Sun, Dec 10, 2000 - Page 9 News List

Higher incomes make a happier world, to a point

By Jonathan Power

Al Gore, facing political defeat in an election that appears to have been stolen, certainly knows what unhappiness is. George W. Bush and his mother clearly know the contrary feeling. "Gosh," Barbara Bush told CBS television, "It was great to be the mother of the president for 30 minutes." Unlike the rest of her tough-blooded brood, she is known as a modest woman. Perhaps that was sufficient for her. After all every sensible person knows that moments of peak happiness don't last for much longer than half an hour anyway.

Yet high moments aside, do we know what happiness is? Is the world becoming a happier place? Are we happier than our parent's or grandparent's generation?
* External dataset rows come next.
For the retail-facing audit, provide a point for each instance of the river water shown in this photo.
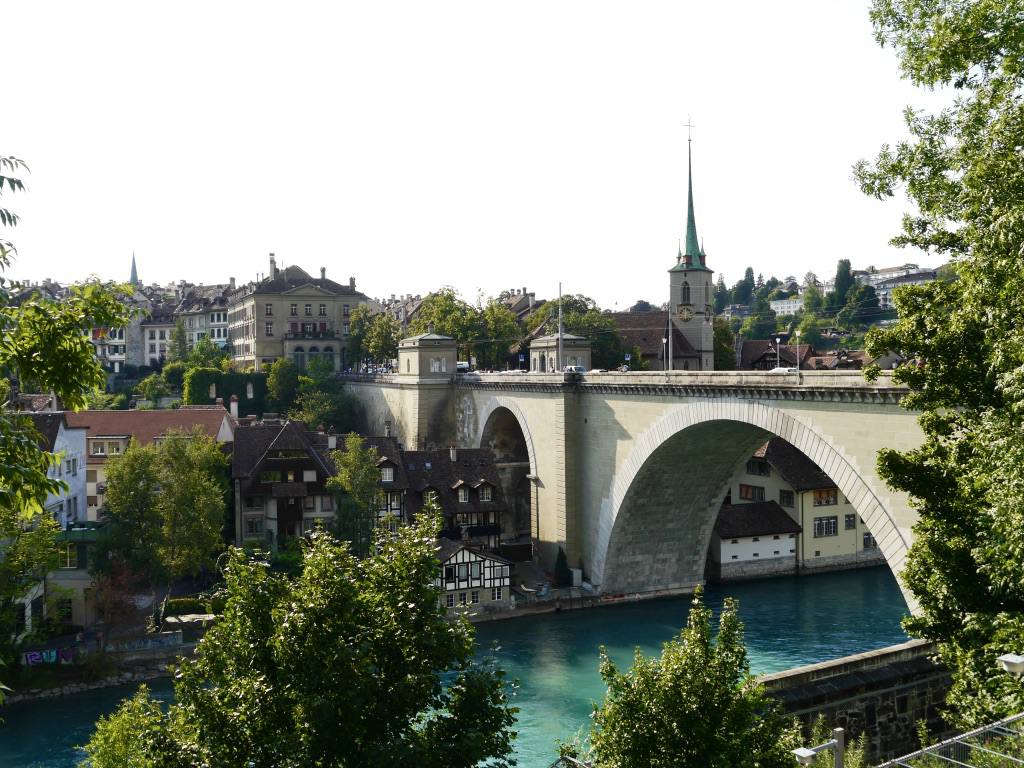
(788, 622)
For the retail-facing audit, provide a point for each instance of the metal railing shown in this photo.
(999, 744)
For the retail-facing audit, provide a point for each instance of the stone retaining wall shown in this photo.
(883, 692)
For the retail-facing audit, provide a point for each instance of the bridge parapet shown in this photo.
(843, 386)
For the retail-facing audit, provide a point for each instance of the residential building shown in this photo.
(68, 443)
(280, 470)
(291, 314)
(109, 433)
(646, 334)
(833, 536)
(473, 580)
(157, 331)
(203, 311)
(752, 541)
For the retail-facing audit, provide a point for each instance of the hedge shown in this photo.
(200, 382)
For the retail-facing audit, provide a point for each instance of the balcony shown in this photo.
(309, 335)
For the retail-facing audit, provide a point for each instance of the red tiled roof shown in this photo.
(145, 426)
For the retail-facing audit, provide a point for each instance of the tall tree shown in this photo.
(501, 331)
(357, 486)
(696, 707)
(47, 343)
(844, 282)
(725, 353)
(449, 314)
(382, 338)
(962, 169)
(352, 664)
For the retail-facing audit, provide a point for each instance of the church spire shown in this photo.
(693, 253)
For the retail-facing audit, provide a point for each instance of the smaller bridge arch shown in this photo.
(654, 529)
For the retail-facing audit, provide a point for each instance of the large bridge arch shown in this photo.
(504, 428)
(654, 529)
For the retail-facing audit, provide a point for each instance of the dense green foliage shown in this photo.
(196, 388)
(339, 667)
(165, 503)
(695, 707)
(962, 169)
(45, 343)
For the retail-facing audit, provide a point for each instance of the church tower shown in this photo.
(690, 287)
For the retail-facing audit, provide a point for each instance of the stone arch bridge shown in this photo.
(627, 471)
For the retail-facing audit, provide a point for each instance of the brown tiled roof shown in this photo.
(796, 469)
(759, 518)
(645, 331)
(145, 426)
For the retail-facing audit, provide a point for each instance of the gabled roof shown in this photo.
(146, 426)
(48, 426)
(796, 469)
(759, 518)
(645, 331)
(446, 549)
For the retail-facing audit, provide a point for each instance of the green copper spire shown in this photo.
(692, 245)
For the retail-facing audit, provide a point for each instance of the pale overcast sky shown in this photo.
(481, 144)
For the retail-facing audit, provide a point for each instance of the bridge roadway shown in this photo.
(627, 471)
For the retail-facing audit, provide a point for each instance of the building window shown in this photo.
(825, 498)
(824, 526)
(758, 467)
(68, 556)
(752, 493)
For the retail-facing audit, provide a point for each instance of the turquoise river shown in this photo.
(788, 622)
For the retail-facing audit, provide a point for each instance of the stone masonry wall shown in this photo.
(883, 692)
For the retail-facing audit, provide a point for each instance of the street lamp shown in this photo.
(806, 756)
(1012, 664)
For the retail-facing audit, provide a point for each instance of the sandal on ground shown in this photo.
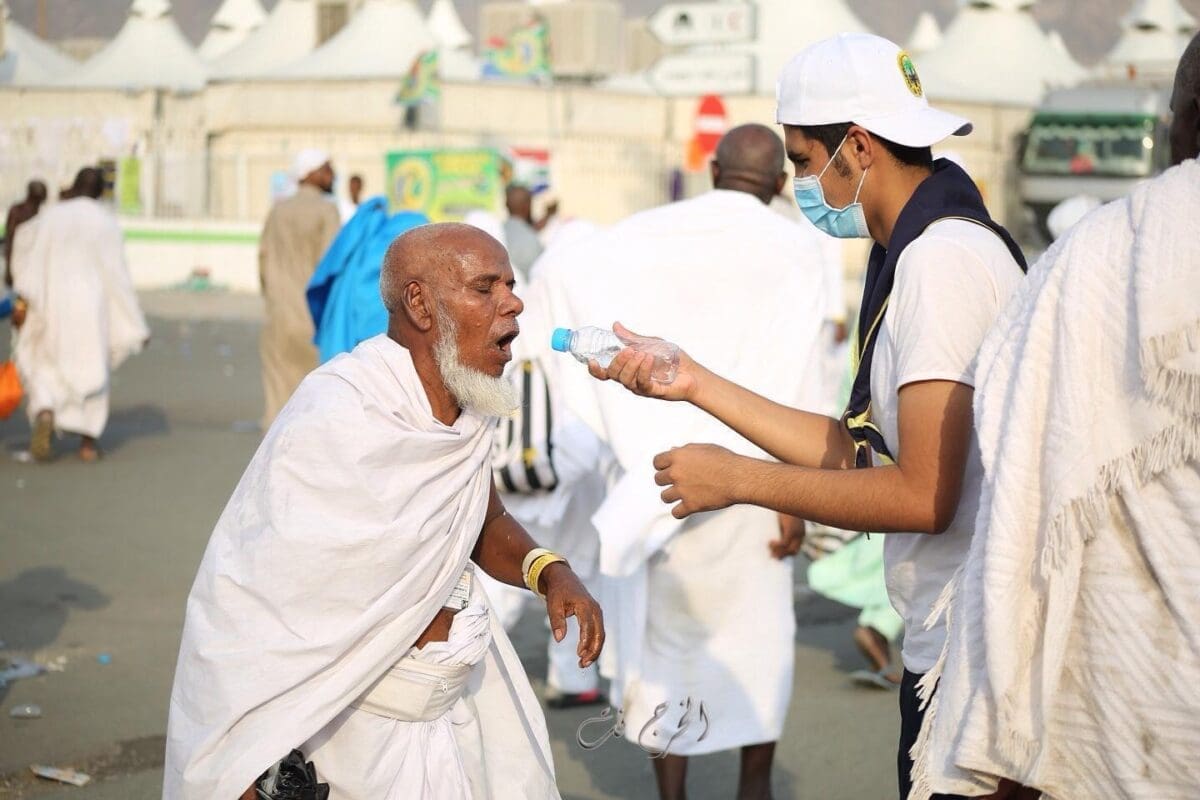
(41, 445)
(880, 679)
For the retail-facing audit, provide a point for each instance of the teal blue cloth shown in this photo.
(853, 576)
(343, 293)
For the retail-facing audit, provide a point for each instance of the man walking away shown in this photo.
(298, 232)
(82, 317)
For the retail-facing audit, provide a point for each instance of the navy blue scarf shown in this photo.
(947, 193)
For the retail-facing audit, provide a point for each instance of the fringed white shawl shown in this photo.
(1073, 657)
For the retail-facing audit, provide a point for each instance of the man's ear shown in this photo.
(418, 306)
(862, 146)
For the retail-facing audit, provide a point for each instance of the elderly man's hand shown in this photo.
(565, 596)
(633, 368)
(697, 477)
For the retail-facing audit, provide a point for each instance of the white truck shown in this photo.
(1093, 139)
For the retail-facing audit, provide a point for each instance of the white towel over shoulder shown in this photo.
(1073, 656)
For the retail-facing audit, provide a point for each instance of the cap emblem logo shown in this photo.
(909, 70)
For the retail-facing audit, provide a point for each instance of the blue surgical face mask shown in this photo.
(844, 223)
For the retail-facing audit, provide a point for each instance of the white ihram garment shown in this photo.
(559, 519)
(83, 317)
(696, 609)
(346, 535)
(1073, 653)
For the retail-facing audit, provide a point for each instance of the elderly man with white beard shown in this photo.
(335, 618)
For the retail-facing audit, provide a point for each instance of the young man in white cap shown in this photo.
(297, 234)
(858, 131)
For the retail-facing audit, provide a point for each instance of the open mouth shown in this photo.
(505, 341)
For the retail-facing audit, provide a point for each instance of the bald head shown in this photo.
(1186, 106)
(750, 158)
(89, 182)
(435, 254)
(449, 293)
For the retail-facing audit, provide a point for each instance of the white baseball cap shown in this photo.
(309, 161)
(867, 80)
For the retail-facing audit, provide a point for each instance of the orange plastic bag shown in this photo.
(10, 389)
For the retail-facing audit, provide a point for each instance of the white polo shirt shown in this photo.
(951, 286)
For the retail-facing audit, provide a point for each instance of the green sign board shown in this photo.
(444, 185)
(129, 185)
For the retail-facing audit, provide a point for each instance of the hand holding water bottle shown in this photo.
(634, 367)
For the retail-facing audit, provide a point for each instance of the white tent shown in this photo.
(1156, 32)
(287, 35)
(234, 20)
(149, 52)
(381, 41)
(447, 26)
(456, 61)
(787, 26)
(994, 52)
(927, 35)
(27, 60)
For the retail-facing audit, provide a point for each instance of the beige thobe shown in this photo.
(297, 234)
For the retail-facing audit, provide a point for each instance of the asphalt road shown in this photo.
(96, 563)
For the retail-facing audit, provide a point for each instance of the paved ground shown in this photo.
(99, 559)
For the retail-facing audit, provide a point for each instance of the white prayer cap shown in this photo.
(309, 161)
(867, 80)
What could give us a little more happiness?

I recall 25 years ago an article on the subject published by Geraldine Norman, the art saleroom correspondent of the London Times. I haven't seen it bettered. She had just been to Africa for her honeymoon and being a rather bookish sort of a girl took with her a Penguin introduction to psychology and books on statistical game theory, anthropology, economics and comparative religion. After all this heavy reading, no doubt interspersed with long walks up the paths that stretch aside the Victoria Falls and, I suppose, some canoodling with her new husband, she came up with six factors that appeared to be universal needs for a happy life:

1) Understanding of your environment and how to control it;

2) Social support from family and friends;

3) Species drive satisfaction, specifically sex and parental drive;

4) Satisfying of drives contributing to physical well-being -- eating, sleep, exercise, etc;

5) Satisfaction of aesthetic and sensory drives;

6) Satisfaction of the exploratory drive -- creativity, discovery and, one should add for the likes of Messrs Bush and Gore, the pursuit of political power.

She then weighted these, dividing one hundred points between them, giving the most points to physical well being. "Better red than dead", she wrote at the time of the Vietnam War. Next she looked at individual countries and, on deciding how much they had of each virtue, multiplied the total. In this somewhat arbitrary but engaging way she decided that Botswana, then a ridiculously poor country, scored higher than Britain.

Since then there have been numerous attempts to quantify happiness or, at least, progress. My favorite for the last decade has been the Human Development Index, brought up to date every year by the UN Development Program. Essentially it tries to measure the rate of progress for countries, not by looking at national income but by substituting the yardstick of quality of life. Thus momentum in improving life expectancy, infant mortality, literacy and the status of women become the key criteria. Not surprisingly, Canada, Japan and the Scandinavian countries end up trumping the US.

Now comes a thoughtful analysis in the current issue of the British journal Prospect by an American writer, Robert Wright. Provocatively, he compares happiness in the Third World with that of the rich world. "Indonesian workers want to raise their income by moving from farm fields to Nike factories. Nike customers want, well, they want a shoe that has not just a generic `Air Sole' (old hat) but a `Tuned Air Unit' in the heel and `Zoom Air' in the forefoot.